Hz. Peygamber asla hâinlik yapmamıştır. Bir sözünde hâinlikten Allah'a sığındığını dile getirmiştir.[543] En azılı düşmanlarına bile hâinlik düşünmediği görülmektedir. Mekke'nin Fethi'nde, görüldükleri yerde öldürülmelerine izin verilenler arasında bulunan Abdullah b. Sa'd b. Ebû Serh'i bağışladıktan sonra sahâbîlere söylediği söz dikkat çekicidir. Bununla ilgili olayın gelişmesi kısaca şöyledir: Abdullah önce Müslüman olup hicret etmiş, vahiy kâtipleri arasında yer almış, ancak daha sonra irtidat edip Mekke müşriklerinin yanına dönerek onların İslâm aleyhindeki çalışmalarını desteklemişti. Mekke'nin Fethi'nde öldürüleceğini anlayınca süt kardeşi olan Hz. Osman'a sığındı. Yaptıklarından pişmanlık duyduğunu belirterek ondan kendisi için Hz. Peygamber'den eman dilemesini istedi. Neticede Hz. Osman'ın ricası üzerine Hz. Peygamber onu affetti ve bîatını kabul etti. Abdullah, Hz. Osman'la birlikte Hz. Peygamber'in yanından ayrıldıktan sonra onu öldürmek üzere fırsat kollayan bazı sahâbîler, eman vermeden önce kendilerine onu öldürmeleri yönünde niçin işarette bulunmadığını sordular. Bunun üzerine Hz. Peygamber "İmâ etmek hâinliktir. Peygamber'e îmâ etmek yakışmaz"[544] dedi.
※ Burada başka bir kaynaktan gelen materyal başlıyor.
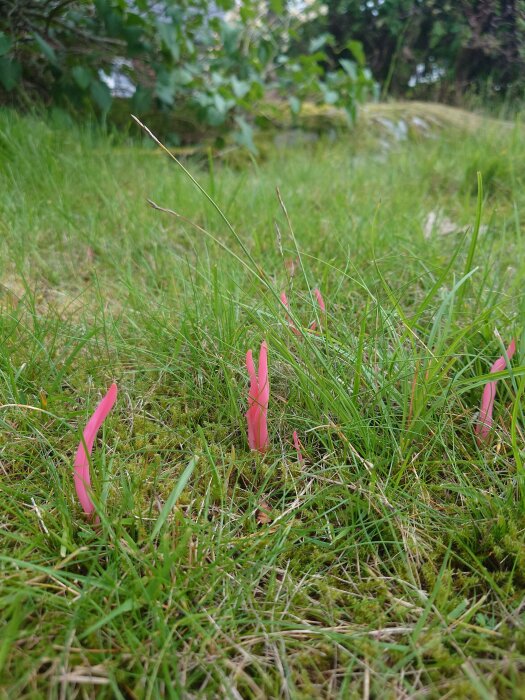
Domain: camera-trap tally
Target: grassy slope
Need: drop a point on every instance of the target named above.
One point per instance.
(393, 563)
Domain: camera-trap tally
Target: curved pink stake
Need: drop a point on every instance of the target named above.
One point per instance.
(297, 445)
(258, 399)
(81, 465)
(320, 301)
(284, 300)
(484, 424)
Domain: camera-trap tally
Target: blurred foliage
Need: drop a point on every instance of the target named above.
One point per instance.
(438, 48)
(208, 63)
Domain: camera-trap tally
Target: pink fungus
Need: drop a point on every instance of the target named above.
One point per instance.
(81, 466)
(258, 398)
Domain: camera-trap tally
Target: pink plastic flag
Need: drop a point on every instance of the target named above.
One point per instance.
(258, 398)
(81, 466)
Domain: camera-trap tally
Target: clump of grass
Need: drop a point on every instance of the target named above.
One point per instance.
(390, 564)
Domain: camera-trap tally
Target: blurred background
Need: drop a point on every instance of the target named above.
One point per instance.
(195, 69)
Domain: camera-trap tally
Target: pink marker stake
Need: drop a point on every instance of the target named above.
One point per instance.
(484, 424)
(258, 398)
(81, 465)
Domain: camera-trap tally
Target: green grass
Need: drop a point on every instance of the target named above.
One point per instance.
(393, 565)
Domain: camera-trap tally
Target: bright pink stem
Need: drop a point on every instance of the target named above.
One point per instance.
(290, 322)
(81, 466)
(320, 301)
(297, 447)
(484, 423)
(258, 398)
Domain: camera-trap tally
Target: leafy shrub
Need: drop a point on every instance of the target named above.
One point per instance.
(210, 62)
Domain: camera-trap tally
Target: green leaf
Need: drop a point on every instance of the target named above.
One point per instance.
(349, 67)
(45, 48)
(82, 76)
(165, 87)
(295, 104)
(101, 95)
(5, 43)
(174, 495)
(240, 87)
(318, 42)
(10, 73)
(141, 100)
(244, 136)
(356, 49)
(168, 34)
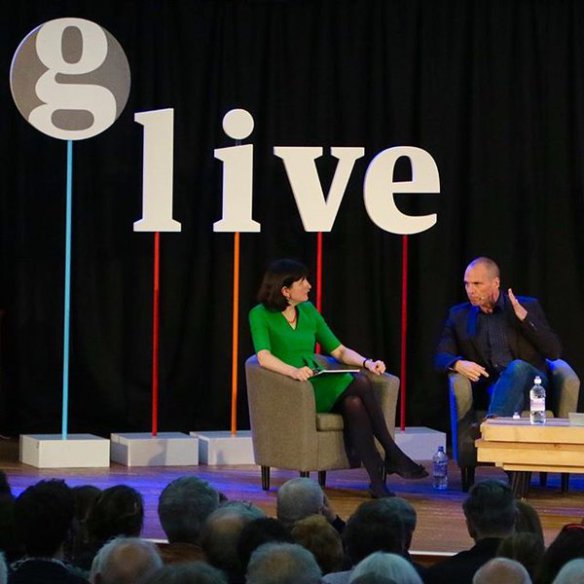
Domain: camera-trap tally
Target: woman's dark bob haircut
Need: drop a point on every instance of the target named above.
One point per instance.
(280, 273)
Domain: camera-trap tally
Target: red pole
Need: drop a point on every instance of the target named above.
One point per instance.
(155, 332)
(404, 333)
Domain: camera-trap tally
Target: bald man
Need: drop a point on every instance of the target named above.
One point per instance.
(497, 340)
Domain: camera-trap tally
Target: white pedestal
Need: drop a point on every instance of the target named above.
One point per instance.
(419, 442)
(221, 447)
(164, 449)
(76, 451)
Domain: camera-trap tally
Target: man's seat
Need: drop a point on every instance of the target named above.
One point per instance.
(464, 419)
(286, 430)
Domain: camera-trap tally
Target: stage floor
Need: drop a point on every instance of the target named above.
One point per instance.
(441, 526)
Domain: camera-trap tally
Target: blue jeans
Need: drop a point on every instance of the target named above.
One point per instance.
(511, 390)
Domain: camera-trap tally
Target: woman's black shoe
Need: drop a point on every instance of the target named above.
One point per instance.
(380, 491)
(408, 470)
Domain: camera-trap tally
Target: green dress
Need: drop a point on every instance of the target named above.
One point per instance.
(270, 331)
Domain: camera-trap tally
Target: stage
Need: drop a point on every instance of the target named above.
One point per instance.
(441, 526)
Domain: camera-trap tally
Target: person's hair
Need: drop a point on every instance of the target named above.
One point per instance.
(374, 527)
(571, 573)
(567, 545)
(43, 514)
(282, 563)
(490, 265)
(125, 560)
(502, 570)
(221, 533)
(280, 273)
(490, 509)
(118, 510)
(523, 547)
(528, 521)
(183, 507)
(3, 570)
(320, 538)
(298, 498)
(381, 564)
(189, 573)
(258, 532)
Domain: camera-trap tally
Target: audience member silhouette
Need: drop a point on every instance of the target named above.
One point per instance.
(125, 560)
(43, 514)
(568, 545)
(282, 563)
(490, 513)
(501, 570)
(189, 573)
(383, 565)
(320, 538)
(183, 508)
(220, 536)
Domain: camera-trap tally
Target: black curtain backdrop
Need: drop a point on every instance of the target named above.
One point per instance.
(493, 90)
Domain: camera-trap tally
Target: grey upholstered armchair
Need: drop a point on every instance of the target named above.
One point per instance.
(288, 433)
(563, 398)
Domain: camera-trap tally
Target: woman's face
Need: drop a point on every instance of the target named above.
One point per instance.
(297, 292)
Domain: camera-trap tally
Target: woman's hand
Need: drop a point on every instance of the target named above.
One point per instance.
(377, 367)
(301, 373)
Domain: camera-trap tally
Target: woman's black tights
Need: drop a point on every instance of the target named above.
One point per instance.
(363, 421)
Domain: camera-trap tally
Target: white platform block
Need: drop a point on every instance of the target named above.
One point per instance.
(164, 449)
(222, 447)
(419, 442)
(76, 451)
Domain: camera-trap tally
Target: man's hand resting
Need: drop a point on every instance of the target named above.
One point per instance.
(470, 369)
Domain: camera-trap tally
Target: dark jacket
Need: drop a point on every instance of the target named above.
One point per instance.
(530, 340)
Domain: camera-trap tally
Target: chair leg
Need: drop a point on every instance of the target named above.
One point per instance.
(467, 476)
(565, 482)
(266, 478)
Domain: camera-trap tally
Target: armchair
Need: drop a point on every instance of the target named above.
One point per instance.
(563, 398)
(286, 430)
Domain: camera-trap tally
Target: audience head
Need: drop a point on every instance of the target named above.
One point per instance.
(125, 560)
(320, 538)
(221, 533)
(490, 510)
(118, 510)
(380, 566)
(258, 532)
(191, 573)
(43, 514)
(501, 570)
(568, 545)
(528, 521)
(282, 563)
(183, 508)
(375, 526)
(571, 573)
(298, 498)
(525, 548)
(280, 274)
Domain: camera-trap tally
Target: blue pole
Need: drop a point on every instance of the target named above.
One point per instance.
(67, 308)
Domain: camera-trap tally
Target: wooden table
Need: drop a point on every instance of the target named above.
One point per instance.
(521, 447)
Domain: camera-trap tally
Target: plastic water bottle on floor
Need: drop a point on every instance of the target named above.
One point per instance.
(537, 402)
(440, 469)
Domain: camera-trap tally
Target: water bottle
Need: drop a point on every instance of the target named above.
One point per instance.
(537, 402)
(440, 469)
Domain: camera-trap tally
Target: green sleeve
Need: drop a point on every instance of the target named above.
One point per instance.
(258, 324)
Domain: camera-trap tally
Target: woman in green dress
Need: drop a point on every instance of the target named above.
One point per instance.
(284, 329)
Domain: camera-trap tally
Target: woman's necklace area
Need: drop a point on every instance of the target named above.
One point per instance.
(294, 318)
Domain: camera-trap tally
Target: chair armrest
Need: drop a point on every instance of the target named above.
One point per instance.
(566, 385)
(281, 407)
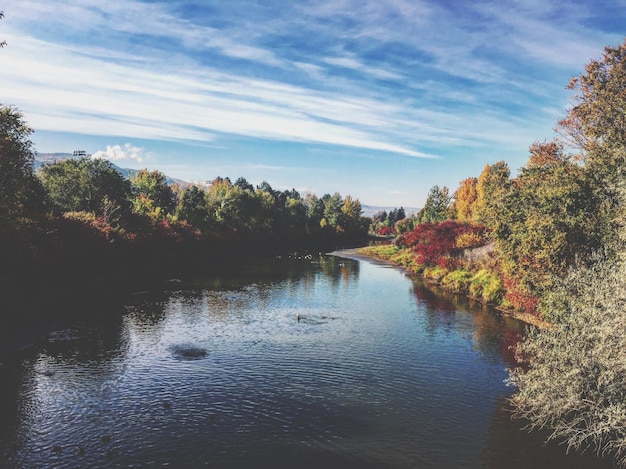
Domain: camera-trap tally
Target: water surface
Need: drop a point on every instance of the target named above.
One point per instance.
(287, 362)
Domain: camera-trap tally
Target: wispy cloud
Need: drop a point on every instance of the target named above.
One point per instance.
(415, 78)
(121, 153)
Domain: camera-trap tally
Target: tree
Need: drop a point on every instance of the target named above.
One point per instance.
(573, 379)
(596, 124)
(20, 191)
(152, 195)
(192, 207)
(465, 198)
(436, 206)
(86, 184)
(333, 216)
(492, 184)
(545, 222)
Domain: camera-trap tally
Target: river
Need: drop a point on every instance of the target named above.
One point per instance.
(302, 361)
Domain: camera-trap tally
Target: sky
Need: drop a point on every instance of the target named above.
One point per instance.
(377, 99)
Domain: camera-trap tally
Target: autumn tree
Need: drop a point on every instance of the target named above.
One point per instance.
(596, 124)
(464, 200)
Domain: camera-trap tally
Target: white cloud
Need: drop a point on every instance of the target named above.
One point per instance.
(120, 153)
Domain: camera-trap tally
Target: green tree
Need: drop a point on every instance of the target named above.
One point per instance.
(573, 380)
(436, 206)
(86, 184)
(152, 195)
(465, 197)
(597, 125)
(192, 207)
(492, 184)
(333, 216)
(20, 191)
(545, 221)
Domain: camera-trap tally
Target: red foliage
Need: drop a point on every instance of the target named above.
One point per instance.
(385, 231)
(435, 243)
(518, 299)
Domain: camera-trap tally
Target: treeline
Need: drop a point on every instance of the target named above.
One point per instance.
(557, 230)
(78, 227)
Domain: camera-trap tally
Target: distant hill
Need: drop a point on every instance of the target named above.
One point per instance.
(370, 210)
(45, 158)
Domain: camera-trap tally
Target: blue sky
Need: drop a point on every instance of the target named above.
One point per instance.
(378, 99)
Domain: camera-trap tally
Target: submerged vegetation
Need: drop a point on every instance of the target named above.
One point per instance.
(557, 231)
(548, 242)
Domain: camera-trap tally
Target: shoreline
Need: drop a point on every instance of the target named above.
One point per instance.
(526, 318)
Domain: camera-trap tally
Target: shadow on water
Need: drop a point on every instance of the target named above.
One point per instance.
(303, 361)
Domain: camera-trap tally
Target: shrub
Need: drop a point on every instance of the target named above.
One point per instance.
(433, 242)
(470, 240)
(434, 273)
(458, 280)
(486, 286)
(574, 381)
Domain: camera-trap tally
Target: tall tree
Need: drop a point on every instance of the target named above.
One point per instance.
(152, 195)
(493, 184)
(546, 221)
(436, 206)
(20, 192)
(465, 198)
(86, 184)
(597, 125)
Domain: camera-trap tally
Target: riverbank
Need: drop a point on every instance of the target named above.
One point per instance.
(370, 254)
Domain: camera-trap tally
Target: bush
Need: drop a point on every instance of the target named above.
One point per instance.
(435, 243)
(574, 382)
(487, 286)
(435, 273)
(458, 280)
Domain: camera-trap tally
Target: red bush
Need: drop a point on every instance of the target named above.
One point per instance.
(435, 243)
(520, 300)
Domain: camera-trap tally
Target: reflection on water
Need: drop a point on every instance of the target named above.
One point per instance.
(278, 363)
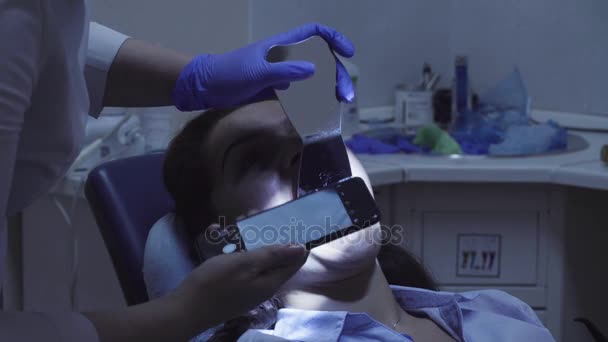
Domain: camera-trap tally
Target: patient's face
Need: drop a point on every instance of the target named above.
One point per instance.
(255, 153)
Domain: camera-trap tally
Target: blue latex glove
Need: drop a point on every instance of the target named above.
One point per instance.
(244, 75)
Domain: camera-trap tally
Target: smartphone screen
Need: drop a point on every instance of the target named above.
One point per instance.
(310, 218)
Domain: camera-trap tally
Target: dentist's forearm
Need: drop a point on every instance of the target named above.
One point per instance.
(143, 75)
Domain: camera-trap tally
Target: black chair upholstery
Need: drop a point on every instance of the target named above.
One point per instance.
(127, 197)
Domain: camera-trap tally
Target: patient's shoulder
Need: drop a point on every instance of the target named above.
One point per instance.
(499, 302)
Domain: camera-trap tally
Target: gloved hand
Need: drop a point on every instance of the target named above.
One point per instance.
(244, 75)
(229, 285)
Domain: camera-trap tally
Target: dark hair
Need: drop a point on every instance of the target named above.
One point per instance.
(186, 173)
(187, 178)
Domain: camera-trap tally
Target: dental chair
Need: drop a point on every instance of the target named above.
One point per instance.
(127, 196)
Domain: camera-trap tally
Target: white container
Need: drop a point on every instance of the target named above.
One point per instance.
(413, 109)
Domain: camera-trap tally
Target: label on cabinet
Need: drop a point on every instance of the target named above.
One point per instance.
(478, 255)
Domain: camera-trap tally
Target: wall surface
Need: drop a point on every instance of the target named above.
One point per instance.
(393, 38)
(559, 46)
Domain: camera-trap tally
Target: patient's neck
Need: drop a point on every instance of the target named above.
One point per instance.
(366, 291)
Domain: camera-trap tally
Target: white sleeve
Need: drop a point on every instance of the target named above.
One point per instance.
(104, 44)
(21, 60)
(18, 77)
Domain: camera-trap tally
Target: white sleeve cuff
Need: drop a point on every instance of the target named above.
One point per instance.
(104, 44)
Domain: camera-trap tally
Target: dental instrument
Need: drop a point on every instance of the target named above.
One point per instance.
(333, 203)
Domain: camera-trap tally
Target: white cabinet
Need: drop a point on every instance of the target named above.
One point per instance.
(481, 247)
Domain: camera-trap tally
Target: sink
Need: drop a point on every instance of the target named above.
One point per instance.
(576, 143)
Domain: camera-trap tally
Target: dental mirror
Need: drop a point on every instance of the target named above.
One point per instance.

Hz. Peygamber her zaman sözünde durmuştur. Diğer ahlâkî faziletlerde olduğu gibi bu konuda da ümmeti için örnek bir yaşayış sürdürmüştür. Verdiği sözde durmayı imandan saymış, aykırı davranmayı ise münafıklık alâmeti kabul etmiştir. Çünkü verdiği sözde durmamak, sözüne güvenilmez olmak, imanın özünde bulunan doğruluk vasfı ile çelişmektedir. Kendisi birine söz verdiği, vaad veya taahhütte bulunduğu zaman onu yerine getirirdi. Antlaşmalara uyardı. Aşağıda anlatacağımız olay onun antlaşmalara riayete ne derece önem verdiğini gayet güzel bir şekilde gözler önüne sermektedir: Ebû Basîr adlı sahâbî Müslüman olduğu için Kureyş müşrikleri tarafından hapse atılır. Hudeybiye Antlaşması'ndan sonra bir yolunu bularak kaçar ve Medine'ye Hz. Peygamber'in yanına gelir. Müşrikler Ebû Basîr'in kendilerine iade edilmesi için derhal Medine'ye iki adam gönderirler. Peygamberimize hitaben bir de mektup yazarlar. Mektubu Übey b. Ka'b'a okutan Hz. Peygamber daha sonra Ebû Basîr'i çağırarak, Hudeybiye antlaşması gereğince kendisini Kureyşlilere teslim etmek zorunda olduğunu bildirir. Ebû Basîr ise teslim edilmemesini ister. Fakat Peygamberimiz "Bildiğin gibi biz Kureyş müşriklerine söz verdik. Dinimizde vefasızlığa yer yoktur" der. Ancak müşriklere verdiği sözde durmaya özen gösterirken Müslümanı da gücendirmez; Allah'ın ona ve onun durumundaki Müslümanlara bir çıkış yolu göstereceğini söyler.[545] Yine Hudeybiye'de gelişen bir başka olay bu hususa güzel bir örnektir: Hudeybiye'de antlaşma metni imzalandıktan sonra Kureyş heyetinin başkanı Süheyl b. Amr?ın oğlu Ebû Cendel, Müslüman olduğu için atıldığı hapisten kaçarak ayaklarındaki zincirleri sürüyerek Müslümanlara sığınır. Antlaşma gereğince Hz. Muhammed (s.a.s.), Kureyşlilerle yaptığı antlaşmaya sadık kalacağına dair Allah adına söz verdiğini belirtip kendisine sabır tavsiye ederek onu babasına iade eder.[546]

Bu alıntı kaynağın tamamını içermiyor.